At the moment, PRP is not covered by insurance because it’s still in the investigational stages. A single treatment can range from $500-$2000, depending on the extent of the injury. The treatment takes substantially less time than surgery, rarely exceeding an hour and a half.

PRP also has few side-effects and is less traumatic when compared to other alternatives like surgery.

“The beautiful thing about PRP is that the chances of having any kind of complication are almost zero,” said Dr. John Simmonds, medical director of Plasmagenix. “You are using your body’s own cells so the likelihood of developing an infection is close to zero. You might hit a blood vessel or nerve but it’s very unlikely.”

While it can be an alternative to surgery for some tendon-related injures, it is not the first method utilized.

“PRP is not a magic pill and is more for chronic injuries,” said Aslmand. “I utilize PRP for the patients that have tried a non-PRP approach. I give them the conventional methods like rest, ice, anti-inflammatory injection and immobilization, and [if] after 2-3 months I notice it is becoming chronic then we do PRP.” Recent attention has been drawn to PRP because of its use among high profile athletes, but it has been in the medical field for quite some time now.

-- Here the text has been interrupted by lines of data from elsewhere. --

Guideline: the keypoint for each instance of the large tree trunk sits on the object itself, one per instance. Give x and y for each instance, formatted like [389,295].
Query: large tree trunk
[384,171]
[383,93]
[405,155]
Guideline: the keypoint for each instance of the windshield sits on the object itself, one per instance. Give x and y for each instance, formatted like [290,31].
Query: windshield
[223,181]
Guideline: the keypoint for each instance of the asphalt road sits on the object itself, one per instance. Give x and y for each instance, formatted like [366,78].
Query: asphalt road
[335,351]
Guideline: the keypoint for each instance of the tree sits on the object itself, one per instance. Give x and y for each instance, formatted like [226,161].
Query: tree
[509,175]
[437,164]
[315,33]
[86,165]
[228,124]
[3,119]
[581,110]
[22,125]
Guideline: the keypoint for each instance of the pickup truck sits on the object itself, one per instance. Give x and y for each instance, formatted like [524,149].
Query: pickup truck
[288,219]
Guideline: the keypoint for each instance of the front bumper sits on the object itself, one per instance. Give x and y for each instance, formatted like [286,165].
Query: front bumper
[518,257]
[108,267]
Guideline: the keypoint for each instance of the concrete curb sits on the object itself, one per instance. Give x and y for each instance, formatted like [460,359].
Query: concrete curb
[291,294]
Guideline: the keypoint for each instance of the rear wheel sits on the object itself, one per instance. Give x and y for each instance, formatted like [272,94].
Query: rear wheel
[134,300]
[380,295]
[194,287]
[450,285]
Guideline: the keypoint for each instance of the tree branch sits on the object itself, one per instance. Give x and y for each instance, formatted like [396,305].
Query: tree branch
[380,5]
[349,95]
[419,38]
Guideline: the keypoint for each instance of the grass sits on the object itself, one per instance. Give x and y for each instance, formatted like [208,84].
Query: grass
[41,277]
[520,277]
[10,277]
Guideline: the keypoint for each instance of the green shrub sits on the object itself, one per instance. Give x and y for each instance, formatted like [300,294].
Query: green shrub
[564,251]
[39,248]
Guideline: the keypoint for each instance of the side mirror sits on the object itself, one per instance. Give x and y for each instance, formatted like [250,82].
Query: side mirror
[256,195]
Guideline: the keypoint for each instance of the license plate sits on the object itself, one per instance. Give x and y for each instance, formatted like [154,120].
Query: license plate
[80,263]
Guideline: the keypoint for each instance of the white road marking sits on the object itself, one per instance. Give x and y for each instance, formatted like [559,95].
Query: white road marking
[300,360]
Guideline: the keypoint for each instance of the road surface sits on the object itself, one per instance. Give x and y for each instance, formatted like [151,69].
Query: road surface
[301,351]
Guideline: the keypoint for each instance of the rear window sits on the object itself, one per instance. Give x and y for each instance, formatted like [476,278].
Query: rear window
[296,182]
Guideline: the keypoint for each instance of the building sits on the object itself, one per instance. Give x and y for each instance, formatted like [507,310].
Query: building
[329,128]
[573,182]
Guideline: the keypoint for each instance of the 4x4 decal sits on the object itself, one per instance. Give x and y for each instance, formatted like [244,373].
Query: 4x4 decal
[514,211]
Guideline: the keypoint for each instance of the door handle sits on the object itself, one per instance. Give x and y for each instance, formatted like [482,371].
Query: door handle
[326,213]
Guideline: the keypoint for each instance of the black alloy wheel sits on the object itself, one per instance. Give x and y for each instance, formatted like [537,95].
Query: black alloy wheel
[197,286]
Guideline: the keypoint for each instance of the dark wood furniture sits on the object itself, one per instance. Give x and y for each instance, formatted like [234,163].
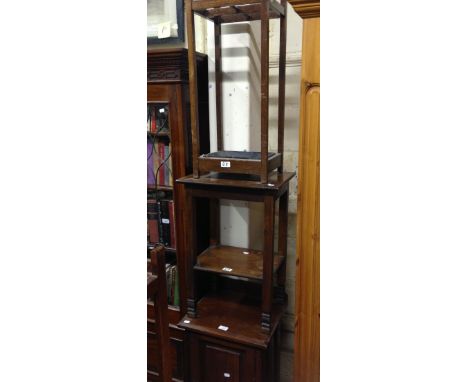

“PRP was originally used by a cardiologist in an open heart procedure,” said Simmonds. “It has been used for wound healing, in the dermatological field, and also in the dental community.”

Currently PRP is best utilized for the treatment of tendon-related injuries, but its potential for influencing other treatments is increasing.

“Medicine and technology are advancing so rapidly, we are looking into more conservative treatments,” said Aslmand. “We are heading into treatments that are less invasive and utilize our bodies own ability to heal itself.”